The New York label XI Records has compiled TOOT! (XI 135) a three CD set of the music and sound art of Charlie Morrow, an American sound artist and composer who has been making music for about 50 years and yet does not appear to be that well-documented in terms of tangible releases. When you see the picture of his benign visage grinning from beneath a bowler hat, a piece of headgear which is one of the man’s “trademarks”, you might make mental associations with the late work of Rene Magritte, and might be forgiven for thinking we’re dealing with an eccentric/maverick along the lines of Charlemagne Palestine, Terry Riley or La Monte Young, all of whom have also displayed a penchant for colourful and unusual hats. However, where those three can be characterised within the “minimalism” school, Morrow is far harder to pigeon-hole. The first disc alone has a near-bewildering mix of sounds – field recordings, conch-blowing, ensemble compositions for horns or strings played quite slowly, a bittersweet tape-collage using the voice of Marilyn Monroe, and an overdub piece of chanting music sung by Morrow himself and resembling the voices of two undiscovered Inuits discovering throat-music through the aid of a shamanic medium.

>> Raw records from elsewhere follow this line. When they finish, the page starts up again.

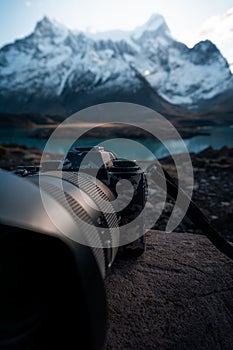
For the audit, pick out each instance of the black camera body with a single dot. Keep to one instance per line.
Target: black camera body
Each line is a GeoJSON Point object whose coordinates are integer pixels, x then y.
{"type": "Point", "coordinates": [110, 170]}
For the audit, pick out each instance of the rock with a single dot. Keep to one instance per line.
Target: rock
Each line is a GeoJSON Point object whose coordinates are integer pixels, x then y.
{"type": "Point", "coordinates": [178, 295]}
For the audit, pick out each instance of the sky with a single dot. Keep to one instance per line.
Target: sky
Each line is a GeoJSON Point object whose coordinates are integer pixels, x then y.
{"type": "Point", "coordinates": [184, 18]}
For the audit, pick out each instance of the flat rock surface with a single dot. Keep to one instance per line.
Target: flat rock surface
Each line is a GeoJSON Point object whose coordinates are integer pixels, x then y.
{"type": "Point", "coordinates": [178, 295]}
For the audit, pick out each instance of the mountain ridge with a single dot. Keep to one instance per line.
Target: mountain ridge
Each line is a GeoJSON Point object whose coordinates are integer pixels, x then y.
{"type": "Point", "coordinates": [58, 70]}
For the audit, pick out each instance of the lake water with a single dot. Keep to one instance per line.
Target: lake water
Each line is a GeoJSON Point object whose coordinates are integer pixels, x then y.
{"type": "Point", "coordinates": [133, 149]}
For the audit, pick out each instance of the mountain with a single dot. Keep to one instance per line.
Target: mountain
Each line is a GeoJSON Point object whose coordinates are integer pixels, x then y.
{"type": "Point", "coordinates": [56, 70]}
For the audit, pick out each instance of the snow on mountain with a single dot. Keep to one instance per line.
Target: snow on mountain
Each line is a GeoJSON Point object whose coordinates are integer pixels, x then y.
{"type": "Point", "coordinates": [219, 29]}
{"type": "Point", "coordinates": [57, 64]}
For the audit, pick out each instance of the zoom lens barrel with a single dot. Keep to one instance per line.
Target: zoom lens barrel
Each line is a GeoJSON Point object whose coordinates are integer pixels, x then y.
{"type": "Point", "coordinates": [52, 290]}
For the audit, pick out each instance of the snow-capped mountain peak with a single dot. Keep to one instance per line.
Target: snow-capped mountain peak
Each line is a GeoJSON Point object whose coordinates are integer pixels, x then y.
{"type": "Point", "coordinates": [50, 27]}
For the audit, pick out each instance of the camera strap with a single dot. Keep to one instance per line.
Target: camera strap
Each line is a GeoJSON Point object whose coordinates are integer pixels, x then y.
{"type": "Point", "coordinates": [195, 214]}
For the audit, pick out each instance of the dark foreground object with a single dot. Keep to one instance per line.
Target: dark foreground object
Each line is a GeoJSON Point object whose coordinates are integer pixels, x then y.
{"type": "Point", "coordinates": [178, 295]}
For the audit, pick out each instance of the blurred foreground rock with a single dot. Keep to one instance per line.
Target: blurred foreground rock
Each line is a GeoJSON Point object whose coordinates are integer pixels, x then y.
{"type": "Point", "coordinates": [178, 295]}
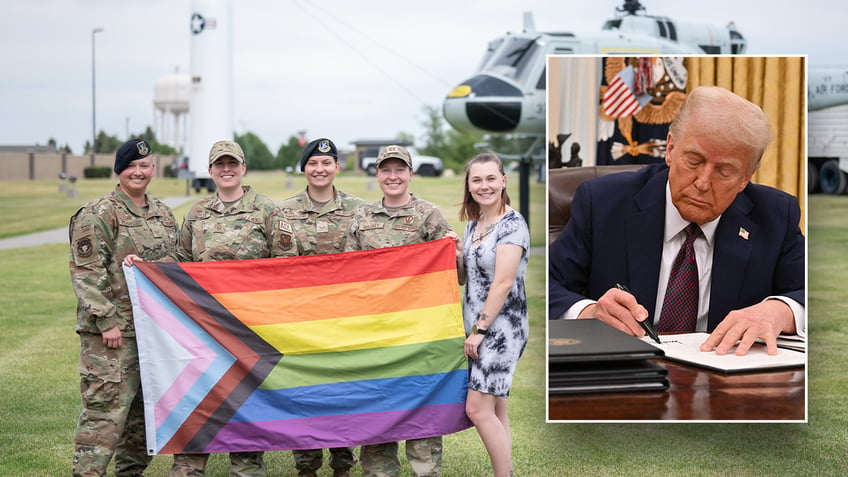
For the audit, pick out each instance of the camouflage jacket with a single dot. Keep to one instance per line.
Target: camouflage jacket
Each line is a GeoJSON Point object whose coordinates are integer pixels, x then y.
{"type": "Point", "coordinates": [373, 226]}
{"type": "Point", "coordinates": [247, 229]}
{"type": "Point", "coordinates": [320, 231]}
{"type": "Point", "coordinates": [102, 233]}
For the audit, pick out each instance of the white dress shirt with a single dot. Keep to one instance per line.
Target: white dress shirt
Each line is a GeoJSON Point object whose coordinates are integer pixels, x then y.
{"type": "Point", "coordinates": [673, 239]}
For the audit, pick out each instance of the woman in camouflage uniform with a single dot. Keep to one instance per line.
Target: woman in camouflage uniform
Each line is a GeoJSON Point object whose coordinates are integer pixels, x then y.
{"type": "Point", "coordinates": [125, 221]}
{"type": "Point", "coordinates": [235, 223]}
{"type": "Point", "coordinates": [399, 218]}
{"type": "Point", "coordinates": [319, 217]}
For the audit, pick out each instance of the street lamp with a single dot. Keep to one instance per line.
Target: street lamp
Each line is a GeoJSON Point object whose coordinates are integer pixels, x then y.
{"type": "Point", "coordinates": [93, 109]}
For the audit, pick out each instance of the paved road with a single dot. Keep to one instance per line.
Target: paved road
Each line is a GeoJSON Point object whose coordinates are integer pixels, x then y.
{"type": "Point", "coordinates": [60, 235]}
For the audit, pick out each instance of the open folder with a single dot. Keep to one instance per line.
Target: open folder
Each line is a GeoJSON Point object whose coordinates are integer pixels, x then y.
{"type": "Point", "coordinates": [685, 348]}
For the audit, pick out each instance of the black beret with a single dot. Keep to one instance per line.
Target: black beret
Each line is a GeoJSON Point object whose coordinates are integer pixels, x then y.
{"type": "Point", "coordinates": [130, 151]}
{"type": "Point", "coordinates": [318, 147]}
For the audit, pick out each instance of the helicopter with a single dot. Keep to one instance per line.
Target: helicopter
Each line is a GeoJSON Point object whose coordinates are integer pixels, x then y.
{"type": "Point", "coordinates": [506, 95]}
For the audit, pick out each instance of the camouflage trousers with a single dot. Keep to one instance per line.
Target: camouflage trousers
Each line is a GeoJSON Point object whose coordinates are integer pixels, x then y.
{"type": "Point", "coordinates": [112, 418]}
{"type": "Point", "coordinates": [424, 455]}
{"type": "Point", "coordinates": [341, 458]}
{"type": "Point", "coordinates": [242, 464]}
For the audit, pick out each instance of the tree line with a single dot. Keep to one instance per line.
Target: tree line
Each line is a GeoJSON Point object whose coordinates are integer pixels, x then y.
{"type": "Point", "coordinates": [453, 147]}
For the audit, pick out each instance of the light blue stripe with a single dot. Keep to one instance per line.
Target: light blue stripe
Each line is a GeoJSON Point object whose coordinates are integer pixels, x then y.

All of these things are pointers to Morrow’s wide ranging interests, which include birdsong, windsounds, music derived from breathing and the rhythm of the human heartbeat, and a playful feel for “lowbrow” sources which almost aligns him with Morton Feldman and his love of a good greasy cheeseburger. Morrow’s a composer too. His ‘Central Park’ compositions are not simply made by sticking microphones in the trees of Manhattan’s green lung, but through the painstaking reconstruction and arrangement of scientific recordings retrieved from the Cornell Lab of Ornithology. His long-form ‘Wave Music’ works, two of which are represented here on Disc Two, deploy large ensembles of musicians in certain locations and are conducted in such ways to follow, very slowly, the passage of time-based events; one of them attempts to mimic the “transition of sunset colours”, as if the composer has found a way to bypass conventional scoring and used the energy of nature alone to fuel his music. There’s also ‘TOOT N BLINK Chicago’, a beautifully rugged piece which co-ordinates a fleet of sea vessels alongside Chicago’s Navy’s Pier, where the captains sounded their horns and flashed their lights in accordance with voice commands relayed by radio. This is just to pass on a flavour of the collection, but I hope it conveys something of Morrow’s scope and breadth, which is impressive and grand, and seems concerned with shaping the totality of a musical environment. There’s not a piece of music on here which seems remotely capable of being contained by the restrictions of Carnegie Hall, and indeed the confines of a concert hall are clearly quite inappropriate in this context.

There’s plenty more music, and factual information to absorb; Morrow was a member of Tone Roads in the 1960s, where he played trumpet alongside Philip Corner, James Tenney and Malcolm Goldstein, which may help you situate him a little more (for me, Corner and Goldstein are two of my personal favourite NY composer-performers, and we’ve the Alga Marghen, New World Records and XI Records labels to thank for exposing more of their fascinating music). Morrow was also manager of something called the New Wilderness Foundation through the 1970s and 1980s, which though it sounds like it ought to have been a nature reserve programme, was in fact devoted to making cross-cultural artistic events of all sorts come to fruition. Plus he’s invented a stadium-scale playback PA system, and trademarked it as the Morrow Cube. Aye, American composers often think big and they do an awful lot of amazing things; I haven’t yet encountered the name of Richard Lerman in the pages of the booklet here, but I expect to do so soon when I’ve finished perusing the mini-essays by Julian Cowley, Jerome Rothenberg, Robert Freedman and Michael J. Schumacher. To us repressed English types, these notes are almost embarrassingly effusive in their generous praise for Morrow’s achievements, extolling the mystical dimension to breaking point, and you may come away with the feeling you’re about the hear the combined forces of Buddha, Descartes and Rachel Carson rolled into a single charismatic figure. Instead what emerges is quiet, modest, natural, slow, organic and near-magical music, benevolent and life-affirming.